Plainview, NY (PRWEB) April 29, 2009
Acupath Laboratories Inc. has announced it will soon offer flow cytometry testing using the FLAER reagent for paroxysmal nocturnal hemoglobinuria (PNH), an acquired genetic blood disorder. The disease is defined by hemolysis, in which the body's own immune system destroys its red blood cells. Once approved from the New York State Department of Health to offer the test, expected early summer of 2009, Acupath will become one of the few labs in the tri-state area to use the new FLAER reagent for the diagnosis of PNH, along with the traditional CD55 and CD59 antibody staining.
The fluorescent version of the protein aerolysin, FLAER selectively binds to specific protein anchors on the surface of the red and white blood cells. In testing at the National Institutes of Health, FLAER has been shown to more accurately and more specifically identify PNH clones. The absence of FLAER binding on two different cell types (e.g. on red blood cells and on granulocytes) define the presence of a PNH positive clone. Most importantly, by using FLAER, smaller clone sizes can be recognized leading to earlier diagnosis.
"While PNH is an extremely rare disorder," says Zsuzsanna Vegh-Goyarts, Ph.D., co-director of flow cytometry and tumor markers for Acupath Laboratories, a leader in hematological pathology, "we do get requests from physicians for this test. We felt it was important for our hematology department to make PNH testing and the new FLAER reagent available to our current clients as well as new ones, especially since very few private labs locally offer this test."
Dr. Vegh-Goyarts explained that PNH affects 8,000-10,000 people in North America and Europe, typically striking men and women in their early 30s. "It develops without warning and, because it is so rare, PNH often goes unrecognized, with delays in diagnosis ranging from one to more than 10 years. PNH patients tend to survive 10-15 years from the time they are diagnosed," she says.
PNH is a progressive disease that causes thrombosis (clotting) in various body systems; end organ damage to the brain, lungs, liver, kidneys and gastrointestinal systems; severe anemia, disabling fatigue, recurrent pain, and shortness of breath, kidney disease and episodes of dark-colored urine, among other symptoms.
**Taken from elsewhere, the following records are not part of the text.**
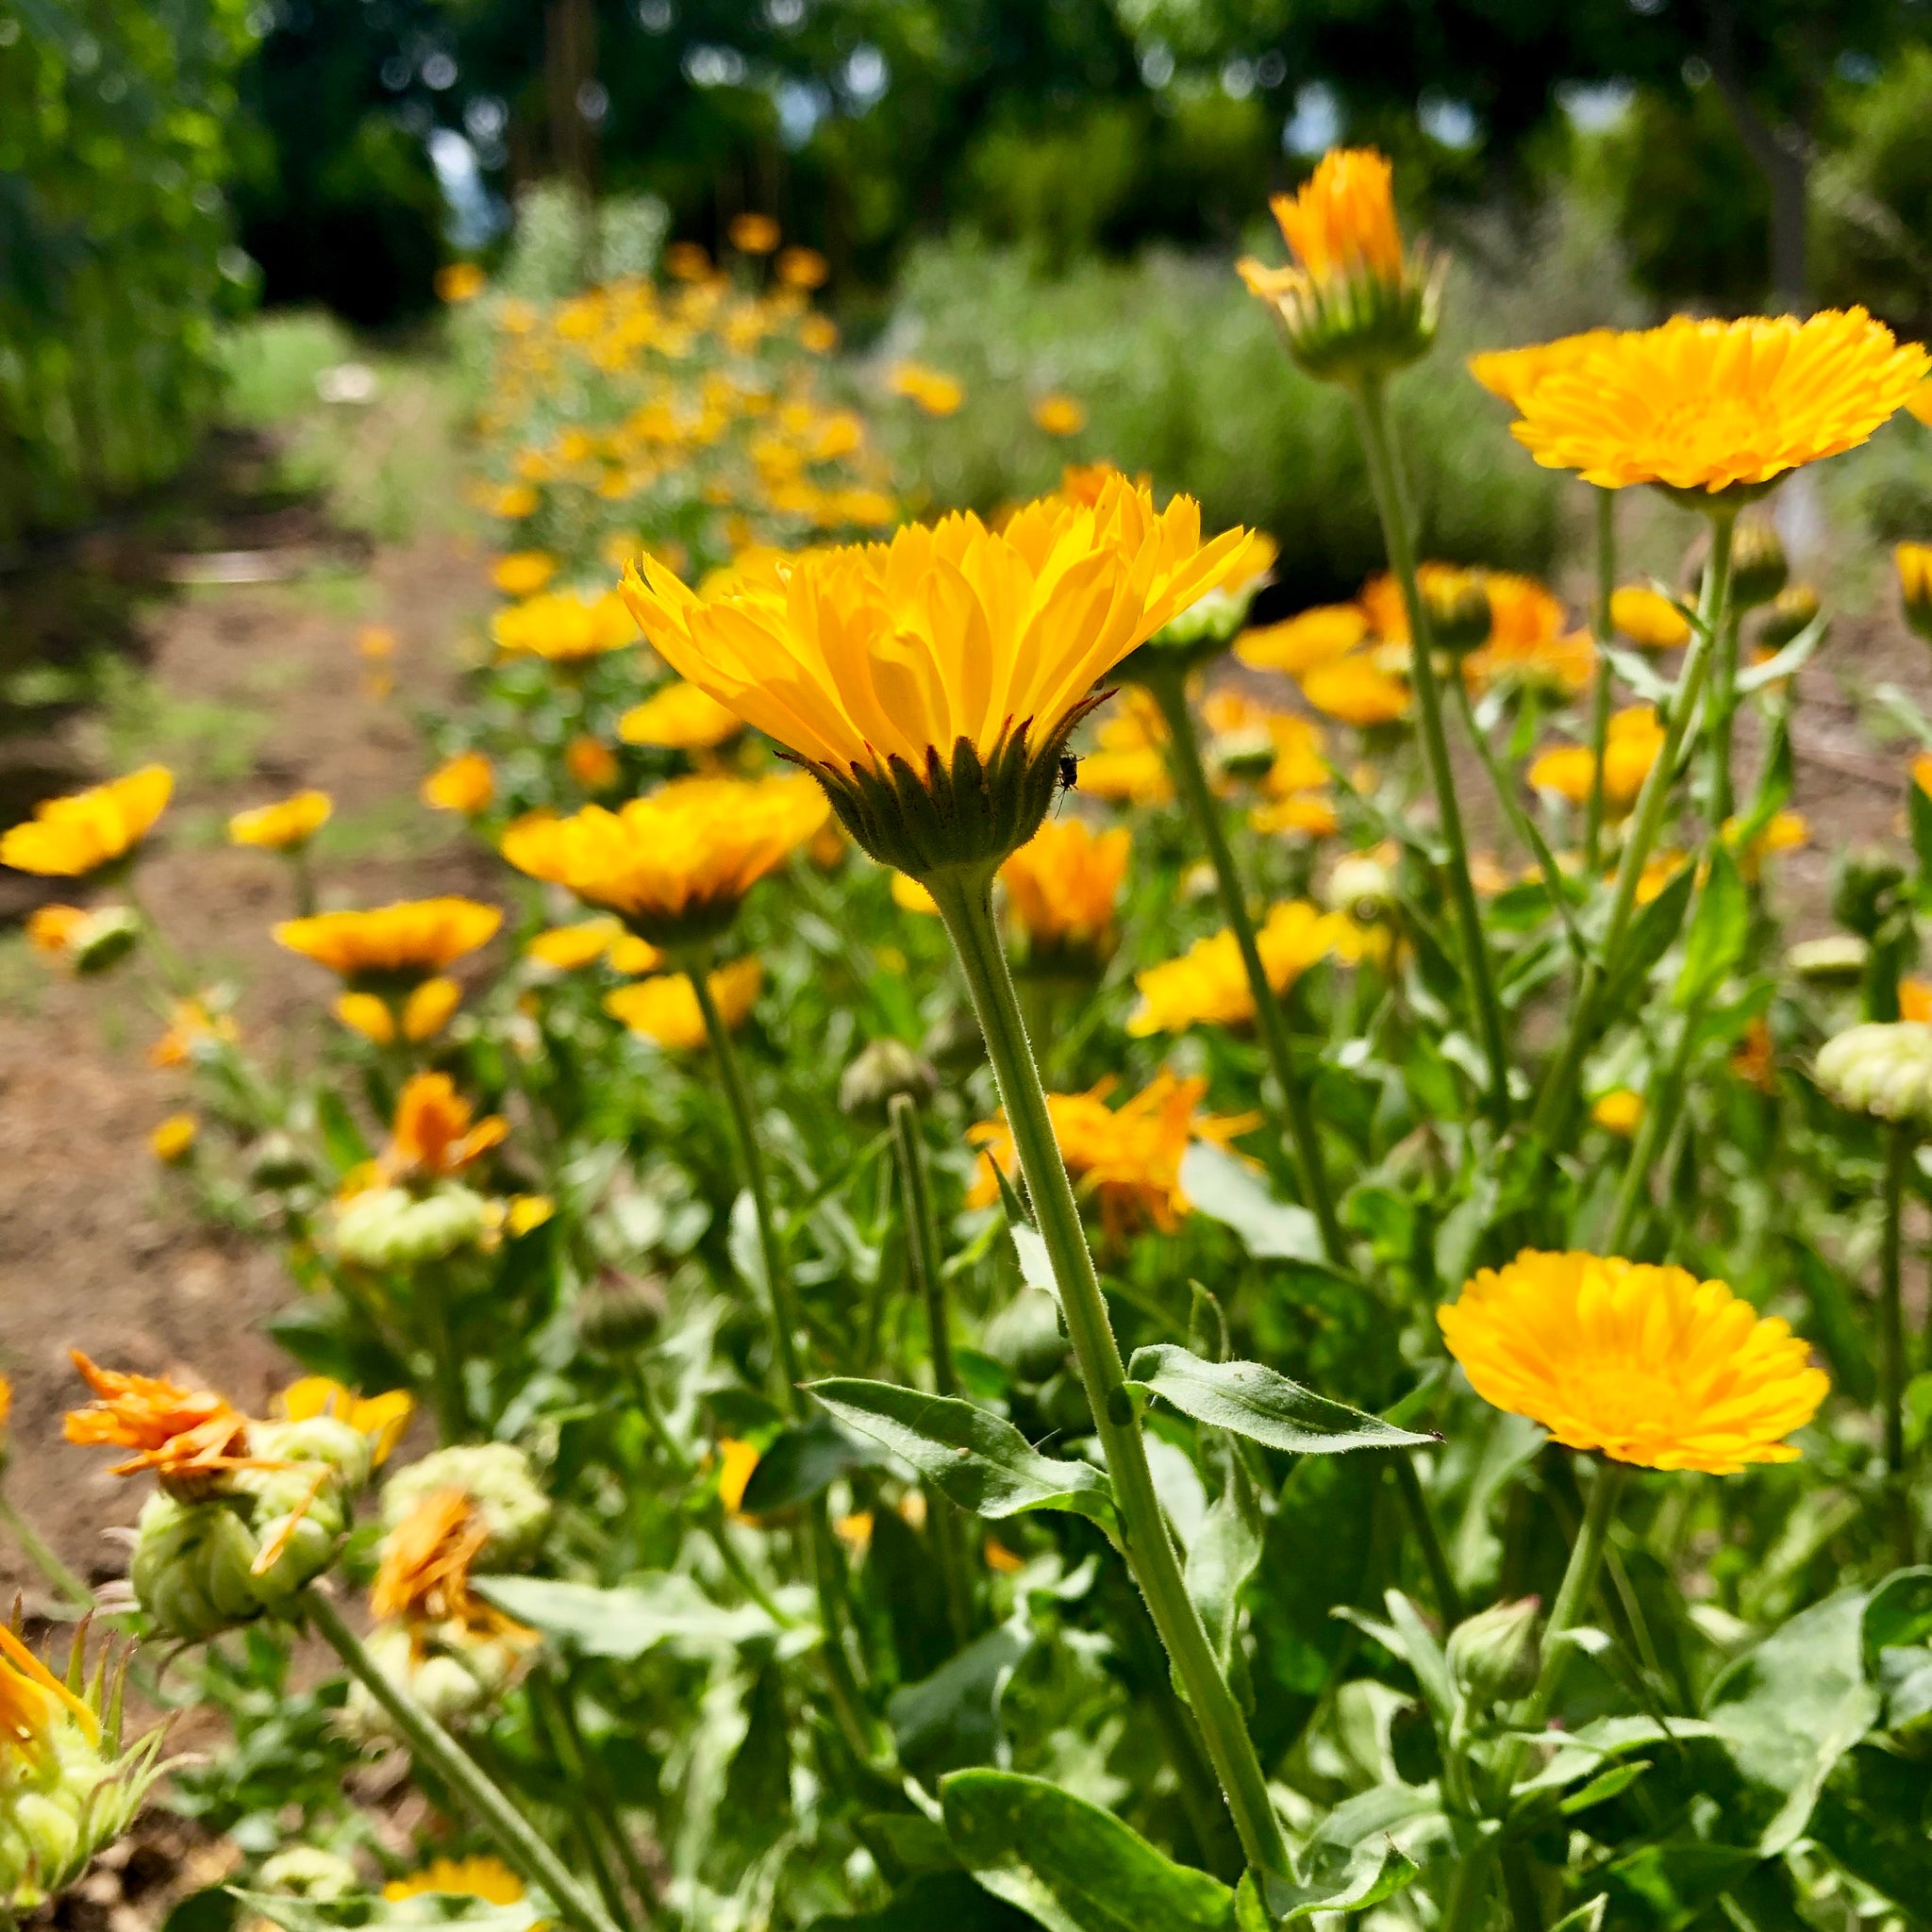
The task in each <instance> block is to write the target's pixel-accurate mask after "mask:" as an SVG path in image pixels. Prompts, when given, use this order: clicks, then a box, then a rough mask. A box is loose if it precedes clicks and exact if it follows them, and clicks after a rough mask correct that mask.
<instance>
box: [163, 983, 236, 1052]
mask: <svg viewBox="0 0 1932 1932" xmlns="http://www.w3.org/2000/svg"><path fill="white" fill-rule="evenodd" d="M240 1037H241V1030H240V1028H238V1026H236V1022H234V1014H228V1012H214V1010H211V1009H209V1005H207V1003H205V1001H199V999H178V1001H176V1003H174V1007H172V1009H170V1010H168V1030H166V1032H164V1034H162V1036H160V1039H156V1041H155V1045H153V1047H149V1049H147V1065H149V1066H185V1065H187V1063H189V1061H195V1059H201V1057H203V1053H214V1051H216V1049H218V1047H232V1045H234V1043H236V1041H238V1039H240Z"/></svg>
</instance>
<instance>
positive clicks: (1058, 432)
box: [1034, 396, 1086, 437]
mask: <svg viewBox="0 0 1932 1932" xmlns="http://www.w3.org/2000/svg"><path fill="white" fill-rule="evenodd" d="M1034 421H1036V423H1037V425H1039V427H1041V429H1043V431H1045V433H1047V435H1049V437H1078V435H1080V431H1082V429H1086V406H1084V404H1080V402H1076V400H1074V398H1072V396H1041V398H1039V402H1036V404H1034Z"/></svg>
Prior to the implementation of the FLAER reagent in 2000, physicians relied mostly on flow cytometry test using only CD55 and CD59 antibodies. "The FLAER molecule is the most reliable reagent to diagnose PNH and has as an added advantage. If combined with other antibodies, FLAER can help to identify other blood diseases including aplastic anemia, because of the increased specificity and sensitivity." Dr. Vegh-Goyarts says.
One reason that doctors are using newer, more accurate tests for PNH recently is the launch of a new drug therapy, Soliris, which was approved by the FDA in 2007 and is extremely effective at treating symptoms of PNH. The drug, from Alexion Pharmaceuticals, works by blocking the reaction that causes hemoplysis. Additional treatments may include bone marrow transplant, transfusions and steroids.
About Dr. Zsuzsanna Vegh-Goyarts: With ample experience in the field of tumor biology and immunology, Dr. Zsuzsanna Vegh-Goyarts, Ph.D. serves as the co-director of the flow cytometry and tumor markers department at Acupath Laboratories. Prior to Acupath, she was an assistant professor in immunology research at the State University of New York (SUNY) at Stony Brook and served as a consulting assistant director of flow cytometry at Enzo Clinical Laboratories, Inc. She spent her postdoctoral years in prestigious research institutes, including the Immunology Department of Albert Einstein College of Medicine, New York, and the Tumor Biology Department of the Karolinska Institute in Stockholm, Sweden. Dr. Vegh-Goyarts' research has appeared in an extensive list of peer reviewed publications in various scientific journals. She holds a Certificate of Qualification in Oncology-Sera and Soluble Tumor Markers, Diagnostic Immunology and all four areas of Cellular Immunology from the New York State Department of Health (NYSDOH). Dr. Vegh-Goyarts received her Ph.D. in Medical Science and Immunology in Budapest, Hungary.